For getting the sequences cleanly, I would use the Chain objects, which know both the residues and corresponding sequence.  Assuming your selections on the chains are contiguous, this should work:

selection = run(session, "select ...")
for chain in selection.chains:
indices = [i for i, r in enumerate(chain.residues) if r and r.atoms.selecteds.any()]
print(chain, "".join(chain.characters[min(indices):max(indices)+1]))

--Eric

Eric Pettersen
UCSF Computer Graphics Lab


On Jan 6, 2024, at 2:02 PM, Engeholm, Maik via ChimeraX-users <chimerax-users@cgl.ucsf.edu> wrote:

Hi there,

I'm looking for a neat way to retrieve the sequence of an atom selection (in this case part of a double-stranded DNA molecule) from within a python script.

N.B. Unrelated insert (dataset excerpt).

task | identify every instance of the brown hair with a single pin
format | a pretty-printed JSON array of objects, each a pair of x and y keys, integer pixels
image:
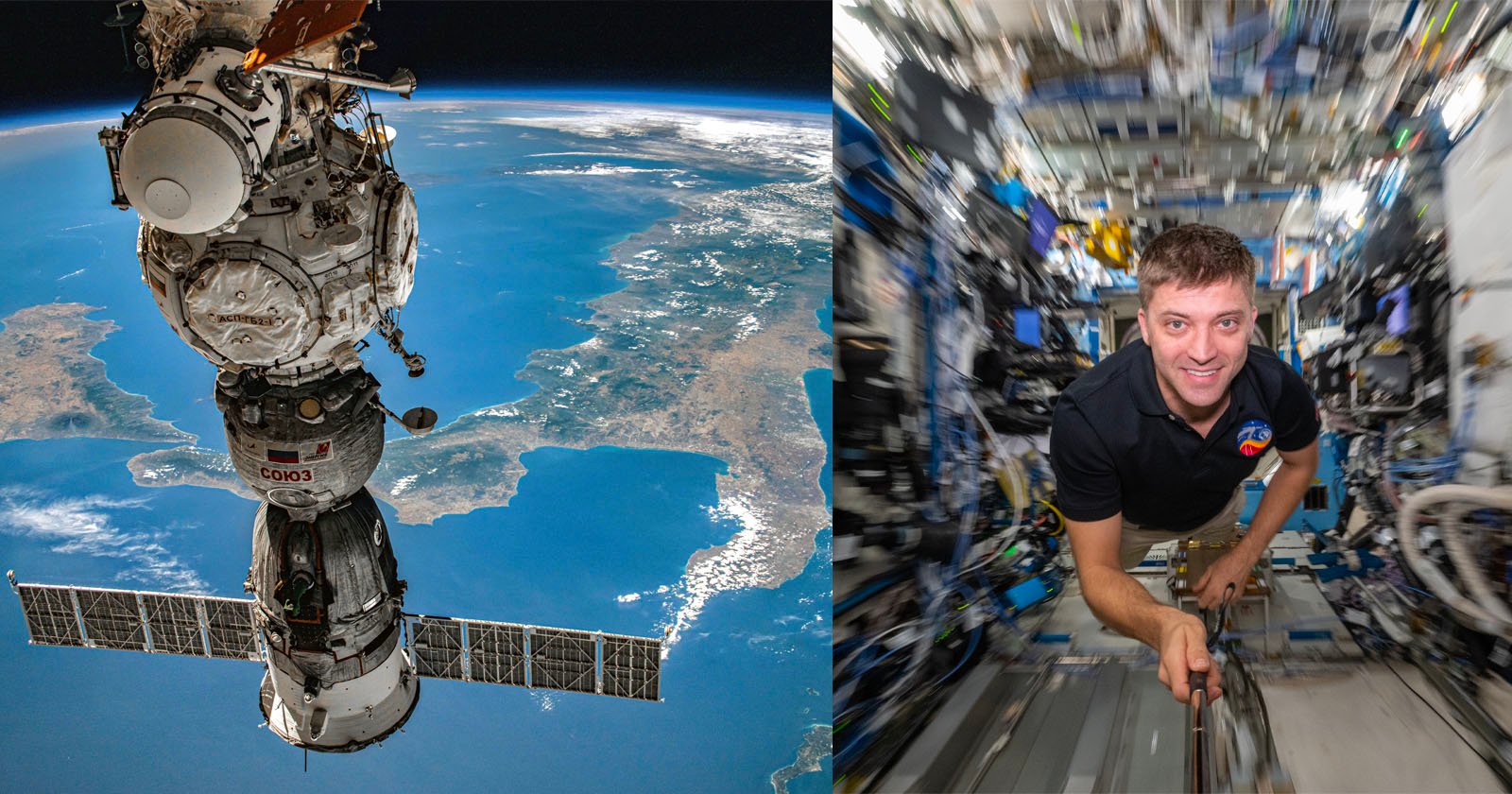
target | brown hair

I've been playing around with:

selection =    run    (session, 'select #1/A:2-4|#1/B:6-9')
for a in selection.atoms.unique_residues:
    print(a)
    
which gives me:

151 atoms, 169 bonds, 7 residues, 1 model selected
/A DG 2
/A DG 3
/A DG 4
/B G 6
/B G 7
/B A 8
/B T 9

This is a good start, but ideally I'd like to get back a contiguous sequence string for each chain (like (('A', 'GGG'), ('B', GGAT'))). Also, I do not really understand, why residue names are reported as 'DG' for strand A, but 'G' for strand B, which makes extracting a sequence string from the above output quite difficult.

I've also tried:

selection =    run    (session, 'select #1/A:2-4|#1/B:6-9')
for a in selection.atoms.by_chain:
    print(a[1])
    print(a[2].unique_residues.unique_sequences[0][1])
    
which gives me:

151 atoms, 169 bonds, 7 residues, 1 model selected
A
AGGGAGTAATCCCCTTG
B
CAAGGGGATTACTCCCT

This is obviously also not what I want since it returns the entire sequence of each chain.

I guess I could take the residue numbers from the first command and use those to slice the strings returned by the second, but that feels a little awkward, and so I was wondering if there was a better, more direct way to achieve this seemingly simple task.

Your help would be much appreciated.